Gastro Unit, Medical Division, Hvidovre University Hospital, Hvidovre, Denmark.
Novo Nordisk Foundation Centre for Protein Research, Copenhagen University, Copenhagen, Denmark.
Sci Rep. 2023 Nov 16;13(1):20039. doi: 10.1038/s41598-023-47384-2.
The inflammatory activity in cirrhosis is often pronounced and related to episodes of decompensation. Systemic markers of inflammation may contain prognostic information, and we investigated their possible correlation with admissions and mortality among patients with newly diagnosed liver cirrhosis. We collected plasma samples from 149 patients with newly diagnosed (within the past 6 months) cirrhosis, and registered deaths and hospital admissions within 180 days. Ninety-two inflammatory markers were quantified and correlated with clinical variables, mortality, and admissions. Prediction models were calculated by logistic regression. We compared the disease courses of our cohort with a validation cohort of 86 patients with cirrhosis. Twenty of 92 markers of inflammation correlated significantly with mortality within 180 days (q-values of 0.00-0.044), whereas we found no significant correlations with liver-related admissions. The logistic regression models yielded AUROCs of 0.73 to 0.79 for mortality and 0.61 to 0.73 for liver-related admissions, based on a variety of modalities (clinical variables, inflammatory markers, clinical scores, or combinations thereof). The models performed moderately well in the validation cohort and were better able to predict mortality than liver-related admissions. In conclusion, markers of inflammation can be used to predict 180-day mortality in patients with newly diagnosed cirrhosis. Prediction models for newly diagnosed cirrhotic patients need further validation before implementation in clinical practice.Trial registration: NCT04422223 (and NCT03443934 for the validation cohort), and Scientific Ethics Committee No.: H-19024348.

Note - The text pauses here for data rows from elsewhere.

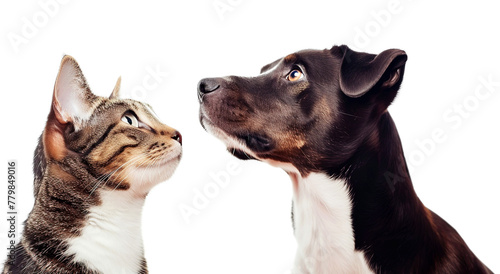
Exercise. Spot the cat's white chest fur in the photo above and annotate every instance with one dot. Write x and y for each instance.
(111, 240)
(323, 227)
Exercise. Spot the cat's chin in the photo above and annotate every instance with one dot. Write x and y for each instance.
(143, 179)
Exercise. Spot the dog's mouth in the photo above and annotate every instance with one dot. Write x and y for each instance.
(258, 143)
(240, 154)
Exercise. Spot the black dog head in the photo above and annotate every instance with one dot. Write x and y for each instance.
(312, 109)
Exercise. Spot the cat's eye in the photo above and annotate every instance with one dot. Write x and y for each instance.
(294, 75)
(130, 119)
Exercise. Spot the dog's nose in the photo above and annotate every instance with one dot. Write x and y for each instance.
(208, 85)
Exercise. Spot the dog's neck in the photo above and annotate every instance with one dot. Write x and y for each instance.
(368, 208)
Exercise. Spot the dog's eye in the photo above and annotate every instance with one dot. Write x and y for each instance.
(294, 75)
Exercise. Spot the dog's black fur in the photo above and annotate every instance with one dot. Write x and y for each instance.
(334, 120)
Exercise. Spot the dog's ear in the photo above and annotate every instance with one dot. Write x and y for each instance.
(360, 72)
(269, 66)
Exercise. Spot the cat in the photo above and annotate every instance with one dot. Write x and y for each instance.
(95, 162)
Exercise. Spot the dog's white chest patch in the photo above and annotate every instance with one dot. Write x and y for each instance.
(111, 240)
(323, 227)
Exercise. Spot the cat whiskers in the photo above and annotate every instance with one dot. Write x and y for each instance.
(103, 179)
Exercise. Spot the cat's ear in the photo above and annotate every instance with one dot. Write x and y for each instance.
(72, 100)
(116, 90)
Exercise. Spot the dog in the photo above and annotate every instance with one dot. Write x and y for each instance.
(321, 115)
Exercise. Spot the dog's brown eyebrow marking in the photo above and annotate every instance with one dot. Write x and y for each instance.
(290, 58)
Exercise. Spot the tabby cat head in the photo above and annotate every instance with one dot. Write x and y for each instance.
(119, 141)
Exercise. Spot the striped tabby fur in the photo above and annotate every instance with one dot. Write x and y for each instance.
(96, 161)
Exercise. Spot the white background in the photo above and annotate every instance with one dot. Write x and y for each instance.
(245, 227)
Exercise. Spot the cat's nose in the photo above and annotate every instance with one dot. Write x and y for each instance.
(177, 136)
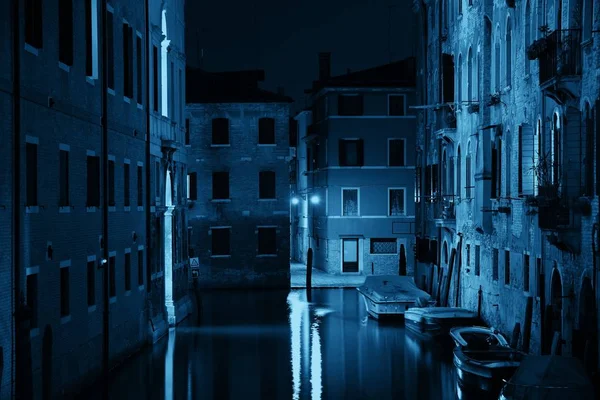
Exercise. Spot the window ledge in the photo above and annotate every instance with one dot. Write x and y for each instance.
(33, 50)
(64, 67)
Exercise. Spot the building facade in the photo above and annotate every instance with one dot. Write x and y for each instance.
(358, 205)
(78, 137)
(508, 165)
(238, 180)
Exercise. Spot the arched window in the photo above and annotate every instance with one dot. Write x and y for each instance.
(527, 35)
(458, 174)
(459, 80)
(470, 75)
(508, 51)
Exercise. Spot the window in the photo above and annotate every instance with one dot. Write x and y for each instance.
(266, 131)
(140, 267)
(93, 181)
(220, 241)
(267, 241)
(350, 104)
(138, 59)
(64, 292)
(397, 105)
(63, 178)
(33, 23)
(477, 260)
(350, 203)
(468, 255)
(266, 183)
(508, 54)
(32, 298)
(65, 32)
(111, 183)
(140, 186)
(112, 287)
(91, 39)
(192, 188)
(155, 78)
(31, 170)
(91, 282)
(220, 131)
(187, 131)
(526, 272)
(396, 204)
(127, 271)
(507, 267)
(396, 155)
(351, 152)
(383, 246)
(110, 47)
(495, 263)
(220, 185)
(127, 61)
(126, 186)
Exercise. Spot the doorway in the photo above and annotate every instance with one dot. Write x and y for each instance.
(349, 255)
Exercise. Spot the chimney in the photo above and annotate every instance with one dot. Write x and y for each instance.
(324, 65)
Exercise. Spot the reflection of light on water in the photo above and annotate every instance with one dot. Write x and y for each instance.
(169, 363)
(315, 362)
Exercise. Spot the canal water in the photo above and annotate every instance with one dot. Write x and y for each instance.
(276, 345)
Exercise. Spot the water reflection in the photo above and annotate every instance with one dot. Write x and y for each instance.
(276, 345)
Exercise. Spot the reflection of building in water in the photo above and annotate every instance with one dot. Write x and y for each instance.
(305, 346)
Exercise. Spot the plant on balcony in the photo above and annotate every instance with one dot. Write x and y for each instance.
(473, 108)
(537, 48)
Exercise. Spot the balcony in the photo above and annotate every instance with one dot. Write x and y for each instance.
(561, 59)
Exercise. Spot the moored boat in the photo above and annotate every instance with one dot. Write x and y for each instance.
(392, 295)
(434, 321)
(483, 358)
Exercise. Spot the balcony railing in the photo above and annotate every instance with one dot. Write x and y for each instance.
(562, 56)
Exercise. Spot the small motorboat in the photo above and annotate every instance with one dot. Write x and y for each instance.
(392, 295)
(483, 358)
(549, 378)
(435, 321)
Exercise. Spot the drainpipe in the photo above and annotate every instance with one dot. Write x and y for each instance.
(105, 265)
(147, 155)
(16, 200)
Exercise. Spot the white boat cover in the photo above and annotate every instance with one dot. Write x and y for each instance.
(441, 312)
(392, 289)
(549, 378)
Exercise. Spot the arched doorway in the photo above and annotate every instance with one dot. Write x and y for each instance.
(555, 306)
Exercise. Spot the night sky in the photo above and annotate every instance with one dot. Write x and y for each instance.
(283, 37)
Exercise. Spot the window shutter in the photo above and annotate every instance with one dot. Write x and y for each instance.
(360, 149)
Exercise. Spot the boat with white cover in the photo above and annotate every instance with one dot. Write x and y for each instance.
(483, 358)
(434, 321)
(392, 295)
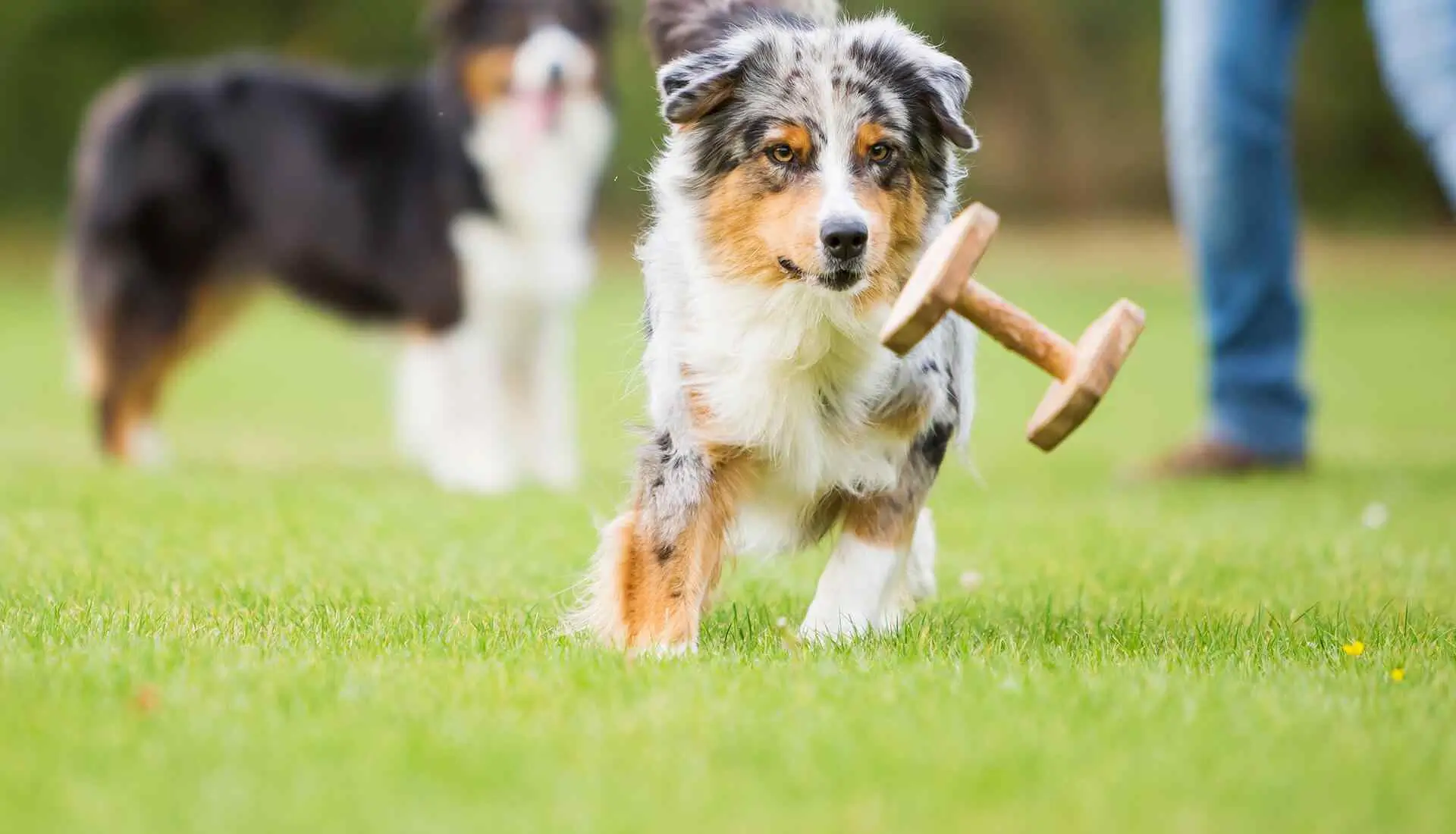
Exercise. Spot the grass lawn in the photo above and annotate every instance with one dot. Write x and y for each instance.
(293, 631)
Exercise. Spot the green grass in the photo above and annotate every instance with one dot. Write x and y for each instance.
(293, 631)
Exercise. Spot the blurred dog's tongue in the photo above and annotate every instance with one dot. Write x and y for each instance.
(542, 111)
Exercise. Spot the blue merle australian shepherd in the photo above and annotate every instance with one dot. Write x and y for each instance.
(453, 207)
(808, 165)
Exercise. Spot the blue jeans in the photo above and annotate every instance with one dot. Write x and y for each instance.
(1228, 76)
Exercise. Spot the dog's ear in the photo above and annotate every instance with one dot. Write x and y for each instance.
(948, 85)
(698, 83)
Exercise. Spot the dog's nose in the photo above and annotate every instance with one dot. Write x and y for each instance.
(843, 237)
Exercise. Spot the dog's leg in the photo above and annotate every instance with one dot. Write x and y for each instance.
(921, 563)
(859, 588)
(552, 408)
(883, 562)
(142, 340)
(422, 397)
(658, 562)
(473, 452)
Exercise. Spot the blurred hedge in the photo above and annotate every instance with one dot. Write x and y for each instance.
(1066, 93)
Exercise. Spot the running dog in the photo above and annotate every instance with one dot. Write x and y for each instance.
(453, 205)
(810, 163)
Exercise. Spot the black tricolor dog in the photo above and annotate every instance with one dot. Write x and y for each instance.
(455, 205)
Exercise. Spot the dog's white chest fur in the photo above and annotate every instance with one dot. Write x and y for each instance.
(789, 373)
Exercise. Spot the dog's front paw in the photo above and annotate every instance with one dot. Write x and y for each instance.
(664, 651)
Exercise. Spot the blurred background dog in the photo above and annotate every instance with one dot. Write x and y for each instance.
(453, 205)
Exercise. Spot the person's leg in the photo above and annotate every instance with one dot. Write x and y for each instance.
(1417, 45)
(1228, 76)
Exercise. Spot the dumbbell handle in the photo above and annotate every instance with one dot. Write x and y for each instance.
(1015, 329)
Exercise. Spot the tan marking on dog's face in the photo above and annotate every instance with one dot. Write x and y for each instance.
(868, 136)
(487, 74)
(896, 236)
(755, 218)
(767, 210)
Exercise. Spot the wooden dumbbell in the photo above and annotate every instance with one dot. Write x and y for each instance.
(1084, 372)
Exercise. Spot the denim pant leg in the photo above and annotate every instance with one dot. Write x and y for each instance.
(1228, 74)
(1417, 45)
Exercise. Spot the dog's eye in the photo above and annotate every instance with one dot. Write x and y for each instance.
(781, 153)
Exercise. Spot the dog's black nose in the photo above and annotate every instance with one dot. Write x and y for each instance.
(845, 239)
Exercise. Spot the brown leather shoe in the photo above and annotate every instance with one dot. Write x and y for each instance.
(1218, 459)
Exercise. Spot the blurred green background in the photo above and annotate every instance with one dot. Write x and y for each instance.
(1066, 93)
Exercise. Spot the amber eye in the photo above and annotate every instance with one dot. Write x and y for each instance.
(781, 153)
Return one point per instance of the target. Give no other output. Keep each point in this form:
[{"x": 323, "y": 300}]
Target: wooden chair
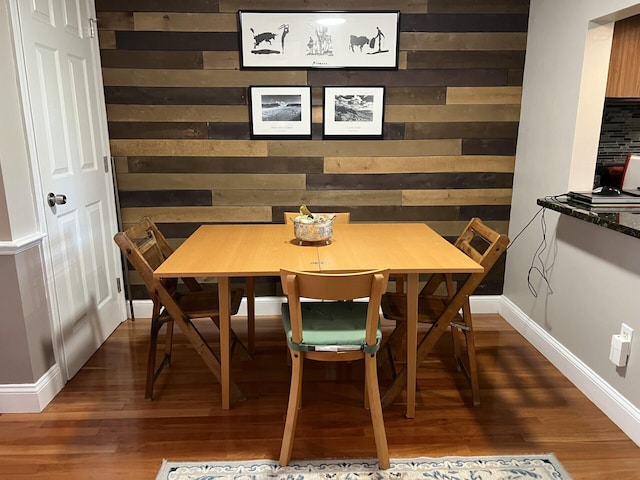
[
  {"x": 341, "y": 217},
  {"x": 146, "y": 248},
  {"x": 334, "y": 330},
  {"x": 449, "y": 308}
]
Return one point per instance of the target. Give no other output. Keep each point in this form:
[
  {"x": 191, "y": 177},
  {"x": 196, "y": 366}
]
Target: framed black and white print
[
  {"x": 280, "y": 111},
  {"x": 278, "y": 39},
  {"x": 353, "y": 112}
]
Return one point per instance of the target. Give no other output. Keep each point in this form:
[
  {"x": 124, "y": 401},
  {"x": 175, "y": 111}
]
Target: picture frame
[
  {"x": 319, "y": 39},
  {"x": 353, "y": 111},
  {"x": 280, "y": 111}
]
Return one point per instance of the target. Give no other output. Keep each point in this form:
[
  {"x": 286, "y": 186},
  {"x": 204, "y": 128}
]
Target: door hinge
[
  {"x": 93, "y": 22},
  {"x": 107, "y": 161}
]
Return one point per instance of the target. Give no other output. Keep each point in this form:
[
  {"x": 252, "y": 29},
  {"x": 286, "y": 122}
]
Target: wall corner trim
[
  {"x": 31, "y": 397},
  {"x": 14, "y": 247}
]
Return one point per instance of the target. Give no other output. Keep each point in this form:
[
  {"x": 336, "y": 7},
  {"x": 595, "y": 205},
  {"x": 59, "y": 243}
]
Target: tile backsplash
[{"x": 620, "y": 133}]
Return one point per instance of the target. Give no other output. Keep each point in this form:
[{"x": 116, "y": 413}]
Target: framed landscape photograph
[
  {"x": 280, "y": 112},
  {"x": 363, "y": 39},
  {"x": 353, "y": 112}
]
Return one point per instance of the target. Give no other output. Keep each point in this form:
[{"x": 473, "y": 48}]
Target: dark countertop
[{"x": 623, "y": 222}]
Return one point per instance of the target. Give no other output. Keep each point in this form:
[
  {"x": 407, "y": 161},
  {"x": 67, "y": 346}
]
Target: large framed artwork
[
  {"x": 280, "y": 111},
  {"x": 278, "y": 39},
  {"x": 353, "y": 112}
]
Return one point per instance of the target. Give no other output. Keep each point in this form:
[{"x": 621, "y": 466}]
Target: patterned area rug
[{"x": 519, "y": 467}]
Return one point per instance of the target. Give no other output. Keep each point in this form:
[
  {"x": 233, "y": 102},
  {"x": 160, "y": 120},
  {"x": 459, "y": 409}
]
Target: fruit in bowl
[{"x": 308, "y": 227}]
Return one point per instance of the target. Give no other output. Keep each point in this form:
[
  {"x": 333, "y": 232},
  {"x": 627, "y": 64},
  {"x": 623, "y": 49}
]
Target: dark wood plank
[
  {"x": 151, "y": 59},
  {"x": 463, "y": 22},
  {"x": 474, "y": 6},
  {"x": 176, "y": 95},
  {"x": 157, "y": 5},
  {"x": 415, "y": 95},
  {"x": 463, "y": 130},
  {"x": 411, "y": 78},
  {"x": 177, "y": 40},
  {"x": 158, "y": 130},
  {"x": 465, "y": 59},
  {"x": 165, "y": 198}
]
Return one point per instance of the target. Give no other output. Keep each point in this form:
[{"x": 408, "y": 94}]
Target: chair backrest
[
  {"x": 146, "y": 249},
  {"x": 341, "y": 217},
  {"x": 482, "y": 244},
  {"x": 335, "y": 287}
]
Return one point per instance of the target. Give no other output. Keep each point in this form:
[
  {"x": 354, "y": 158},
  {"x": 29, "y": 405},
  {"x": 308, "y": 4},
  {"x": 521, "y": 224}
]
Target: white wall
[
  {"x": 16, "y": 189},
  {"x": 26, "y": 350},
  {"x": 594, "y": 273}
]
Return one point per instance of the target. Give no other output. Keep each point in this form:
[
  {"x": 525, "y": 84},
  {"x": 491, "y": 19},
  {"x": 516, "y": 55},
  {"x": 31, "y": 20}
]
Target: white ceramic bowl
[{"x": 313, "y": 232}]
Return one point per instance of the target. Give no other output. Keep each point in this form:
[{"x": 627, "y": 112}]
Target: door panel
[{"x": 67, "y": 108}]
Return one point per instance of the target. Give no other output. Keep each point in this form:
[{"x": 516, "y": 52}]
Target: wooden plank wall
[{"x": 179, "y": 119}]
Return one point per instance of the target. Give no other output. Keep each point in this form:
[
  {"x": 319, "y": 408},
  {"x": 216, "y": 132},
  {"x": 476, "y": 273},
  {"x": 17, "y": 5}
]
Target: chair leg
[
  {"x": 295, "y": 391},
  {"x": 391, "y": 343},
  {"x": 152, "y": 371},
  {"x": 375, "y": 408}
]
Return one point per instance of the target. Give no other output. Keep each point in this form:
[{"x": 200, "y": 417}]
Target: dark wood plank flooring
[{"x": 100, "y": 426}]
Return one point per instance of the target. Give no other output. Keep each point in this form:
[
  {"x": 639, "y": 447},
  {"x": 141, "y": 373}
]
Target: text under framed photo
[
  {"x": 273, "y": 39},
  {"x": 280, "y": 111},
  {"x": 353, "y": 112}
]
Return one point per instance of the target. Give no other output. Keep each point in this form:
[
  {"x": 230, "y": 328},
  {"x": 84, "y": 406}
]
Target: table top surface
[{"x": 262, "y": 250}]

肝硬化的炎症活动通常很明显,与失代偿期发作有关。系统性炎症标志物可能包含预后信息,我们研究了它们与新诊断为肝硬化患者的住院和死亡的可能相关性。我们收集了 149 例新诊断(过去 6 个月内)肝硬化患者的血浆样本,并登记了 180 天内的死亡和住院情况。定量分析了 92 种炎症标志物,并将其与临床变量、死亡率和住院情况进行了相关性分析。通过逻辑回归计算了预测模型。我们将本队列的疾病过程与另一队列(86 例肝硬化患者)进行了比较。92 种炎症标志物中有 20 种与 180 天内的死亡率显著相关(q 值为 0.00-0.044),而与肝相关住院无显著相关性。基于多种方式(临床变量、炎症标志物、临床评分或其组合),逻辑回归模型得出的死亡率 AUROC 值为 0.73 至 0.79,肝相关住院 AUROC 值为 0.61 至 0.73。这些模型在验证队列中表现良好,能够更好地预测死亡率,而不是肝相关住院。总之,炎症标志物可用于预测新诊断为肝硬化患者的 180 天死亡率。在将预测模型用于临床实践之前,还需要对新诊断为肝硬化的患者进行进一步验证。试验注册:NCT04422223(验证队列为 NCT03443934),以及科学伦理委员会编号:H-19024348。